China's producer price index (PPI) rose 7.8 percent year-on-year in February 2017 and then slipped to 3.1 percent in March before trending upward in the four months to July. The PPI rise was 4.6 percent in July.

The rising PPI in recent months was obviously fueled by an increase in import prices. The recent rise in import prices was attributed to surging global crude oil prices.

For one thing, there are signs that geopolitical conflicts in the Middle East will keep escalating. If the US conflict with Iran intensifies to the extent that Iran tries to blockade the Strait of Hormuz, a vital oil chokepoint, the median oil price might continue going up. For another thing, the yuan has fallen by more than 7 percent versus the US dollar since April.
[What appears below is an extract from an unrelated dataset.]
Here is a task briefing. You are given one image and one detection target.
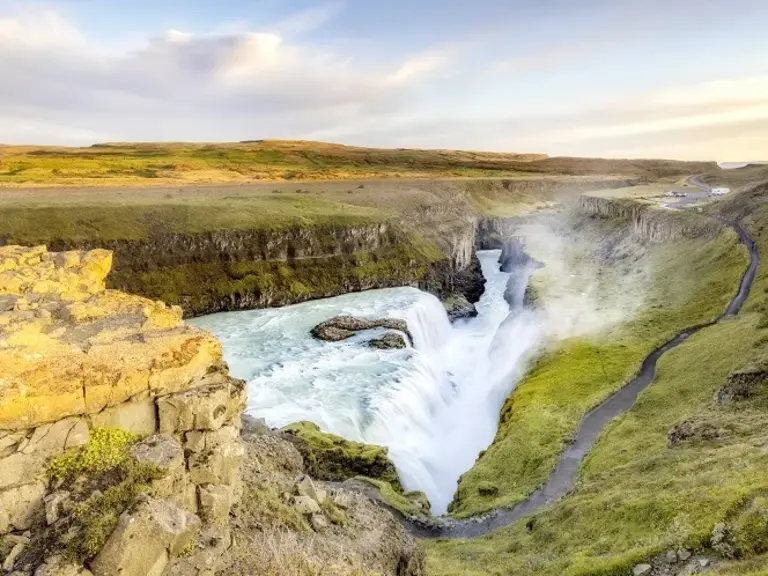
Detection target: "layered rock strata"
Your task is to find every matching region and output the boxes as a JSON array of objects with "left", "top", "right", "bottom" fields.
[{"left": 0, "top": 246, "right": 246, "bottom": 576}]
The yuan's weakness will add to the cost of imported products.

Other than that, the Chinese government's macroeconomic policy changes, particularly plans to increase infrastructure investment in the central and western parts of the country, will also put upward pressure on the PPI and ultimately be partially passed on to CPI readings. 

Furthermore, there has historically been a positive correlation between the country's narrow M1 money supply and CPI growth, and changes in M1 growth have usually been present six to 12 months earlier than the changes in the CPI readings. Between February 2017 and June, China's M1 growth year-on-year fell to 6.6 percent from 21.4 percent. More importantly, M1 growth remained below growth in broad M2 money supply for a consecutive fifth month in June. This is believed to signal continued declines in economic growth. Falling M1 growth will suppress consumer inflation.

In conclusion, the median rate of CPI growth will trend upward, lifted by rising food, energy and import prices. This will cause stagflationary pressure on the economy, which is already slowing down. If consumer inflation picks up speed, it would indicate less leeway for the central bank to ease monetary policy.